# <span style="color:purple">Prerequisite Knowledge Check</span>

This is a short self-assessment to help you decide if you have the prerequisite knowledge for the course. This is not a timed test nor there are passing or failing scores. Feel free to use the internet (especially existing StackOverflow answers and package documentation) to help you get through this assessment. If you can answer all of these questions, you will have the appropriate prerequisite knowledge to be successful in the course.

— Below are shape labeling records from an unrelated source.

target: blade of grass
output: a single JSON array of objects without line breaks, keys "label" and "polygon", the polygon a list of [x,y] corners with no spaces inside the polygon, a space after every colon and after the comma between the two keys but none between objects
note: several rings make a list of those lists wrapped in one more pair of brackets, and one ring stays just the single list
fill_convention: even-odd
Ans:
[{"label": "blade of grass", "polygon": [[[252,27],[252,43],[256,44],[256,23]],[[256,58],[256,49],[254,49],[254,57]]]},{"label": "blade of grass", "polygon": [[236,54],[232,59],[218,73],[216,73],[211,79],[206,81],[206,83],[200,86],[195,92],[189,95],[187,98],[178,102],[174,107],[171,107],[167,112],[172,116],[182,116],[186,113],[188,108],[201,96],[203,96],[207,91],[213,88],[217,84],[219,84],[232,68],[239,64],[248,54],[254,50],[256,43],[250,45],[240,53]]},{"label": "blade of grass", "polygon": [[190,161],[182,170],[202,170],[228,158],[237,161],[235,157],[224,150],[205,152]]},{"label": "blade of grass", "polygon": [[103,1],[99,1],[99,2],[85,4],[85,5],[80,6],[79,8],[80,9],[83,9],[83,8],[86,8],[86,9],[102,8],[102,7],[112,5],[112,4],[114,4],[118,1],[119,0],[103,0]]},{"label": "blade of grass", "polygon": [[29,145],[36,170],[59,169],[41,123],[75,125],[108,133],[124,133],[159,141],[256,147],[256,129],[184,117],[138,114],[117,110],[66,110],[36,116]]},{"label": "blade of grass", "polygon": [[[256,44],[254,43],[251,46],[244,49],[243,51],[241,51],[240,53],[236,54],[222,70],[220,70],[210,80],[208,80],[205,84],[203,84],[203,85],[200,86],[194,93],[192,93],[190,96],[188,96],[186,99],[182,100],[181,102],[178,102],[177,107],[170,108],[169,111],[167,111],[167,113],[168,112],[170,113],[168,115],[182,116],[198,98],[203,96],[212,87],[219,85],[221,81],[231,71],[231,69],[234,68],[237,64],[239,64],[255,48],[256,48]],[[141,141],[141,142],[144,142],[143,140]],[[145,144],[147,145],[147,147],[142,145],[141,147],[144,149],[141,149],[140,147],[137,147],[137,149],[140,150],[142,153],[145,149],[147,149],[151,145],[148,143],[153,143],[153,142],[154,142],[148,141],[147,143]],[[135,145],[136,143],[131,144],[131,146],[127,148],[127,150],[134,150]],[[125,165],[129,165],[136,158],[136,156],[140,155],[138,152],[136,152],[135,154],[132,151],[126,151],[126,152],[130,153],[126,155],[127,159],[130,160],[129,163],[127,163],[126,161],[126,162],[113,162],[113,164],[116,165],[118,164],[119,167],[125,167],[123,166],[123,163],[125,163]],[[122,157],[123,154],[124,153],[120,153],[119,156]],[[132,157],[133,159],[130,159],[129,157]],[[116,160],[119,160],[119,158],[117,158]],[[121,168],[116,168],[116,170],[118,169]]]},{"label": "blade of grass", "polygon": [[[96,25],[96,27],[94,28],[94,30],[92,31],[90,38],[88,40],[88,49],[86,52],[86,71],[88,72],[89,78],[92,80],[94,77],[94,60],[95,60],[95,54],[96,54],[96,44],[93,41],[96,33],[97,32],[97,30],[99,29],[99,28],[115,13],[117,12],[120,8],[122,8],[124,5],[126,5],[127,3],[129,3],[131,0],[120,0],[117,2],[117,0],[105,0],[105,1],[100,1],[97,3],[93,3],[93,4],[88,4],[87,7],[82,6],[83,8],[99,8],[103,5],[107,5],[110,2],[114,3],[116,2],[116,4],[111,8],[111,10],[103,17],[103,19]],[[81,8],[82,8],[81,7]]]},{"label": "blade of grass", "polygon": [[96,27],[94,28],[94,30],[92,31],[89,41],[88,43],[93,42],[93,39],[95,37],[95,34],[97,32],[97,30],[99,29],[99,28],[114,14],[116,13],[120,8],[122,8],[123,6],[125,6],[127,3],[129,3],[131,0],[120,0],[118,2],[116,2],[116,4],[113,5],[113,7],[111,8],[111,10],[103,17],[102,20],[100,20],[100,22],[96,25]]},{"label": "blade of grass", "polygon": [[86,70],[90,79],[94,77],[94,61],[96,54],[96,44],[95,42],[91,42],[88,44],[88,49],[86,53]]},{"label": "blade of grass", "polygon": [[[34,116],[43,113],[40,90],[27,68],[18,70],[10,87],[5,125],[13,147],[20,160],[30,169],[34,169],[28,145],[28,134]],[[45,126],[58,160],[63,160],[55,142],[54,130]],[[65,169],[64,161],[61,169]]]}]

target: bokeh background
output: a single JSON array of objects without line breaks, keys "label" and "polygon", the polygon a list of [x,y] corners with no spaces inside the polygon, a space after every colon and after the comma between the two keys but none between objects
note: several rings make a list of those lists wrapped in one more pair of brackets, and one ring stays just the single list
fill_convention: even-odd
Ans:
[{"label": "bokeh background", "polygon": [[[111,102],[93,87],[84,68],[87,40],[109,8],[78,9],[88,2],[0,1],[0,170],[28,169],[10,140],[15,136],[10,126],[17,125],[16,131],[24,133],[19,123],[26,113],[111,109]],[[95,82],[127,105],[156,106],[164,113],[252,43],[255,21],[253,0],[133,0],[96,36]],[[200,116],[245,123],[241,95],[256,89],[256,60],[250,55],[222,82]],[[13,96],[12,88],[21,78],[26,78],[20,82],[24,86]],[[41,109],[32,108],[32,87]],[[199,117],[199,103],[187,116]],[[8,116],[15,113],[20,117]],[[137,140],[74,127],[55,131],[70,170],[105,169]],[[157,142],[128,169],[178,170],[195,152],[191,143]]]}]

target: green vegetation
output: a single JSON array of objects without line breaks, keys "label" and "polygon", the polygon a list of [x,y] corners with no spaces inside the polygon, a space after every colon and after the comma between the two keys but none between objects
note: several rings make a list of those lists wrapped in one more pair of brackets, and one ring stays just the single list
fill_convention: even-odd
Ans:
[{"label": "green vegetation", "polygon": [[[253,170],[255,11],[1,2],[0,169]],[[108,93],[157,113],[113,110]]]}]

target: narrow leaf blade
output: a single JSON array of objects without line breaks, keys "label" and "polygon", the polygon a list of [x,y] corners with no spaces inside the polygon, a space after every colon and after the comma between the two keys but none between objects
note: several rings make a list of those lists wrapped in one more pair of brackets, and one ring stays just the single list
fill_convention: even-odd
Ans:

## <span style="color:red">Question 1.1</span>

Below is some sample data about students selling different types of fruit. `sales` is a list of lists.  The lists in `sales` contain the name of the student who sold the fruit and the type of fruit which was sold.  So if Bernard sold an apple, then `(["Bernard","Apple"] in sales)==True`. Turn the data into a pandas dataframe and then use pandas to answer the following:

* How many apples did Anna sell? 79

* Who sold more Watermelons: Bernard or Daisy?  Daisy sells more

* Who sold the most fruit? Daisy

* Which fruit was sold the most? Peach

In [1]:
import numpy as np
np.random.seed(0)
N = 1000
students = ['Anna','Bernard','Charlie','Daisy']
fruits = ['Apple','Peach','Watermelon']
sales = [ [np.random.choice(students), np.random.choice(fruits)] for j in range(N)]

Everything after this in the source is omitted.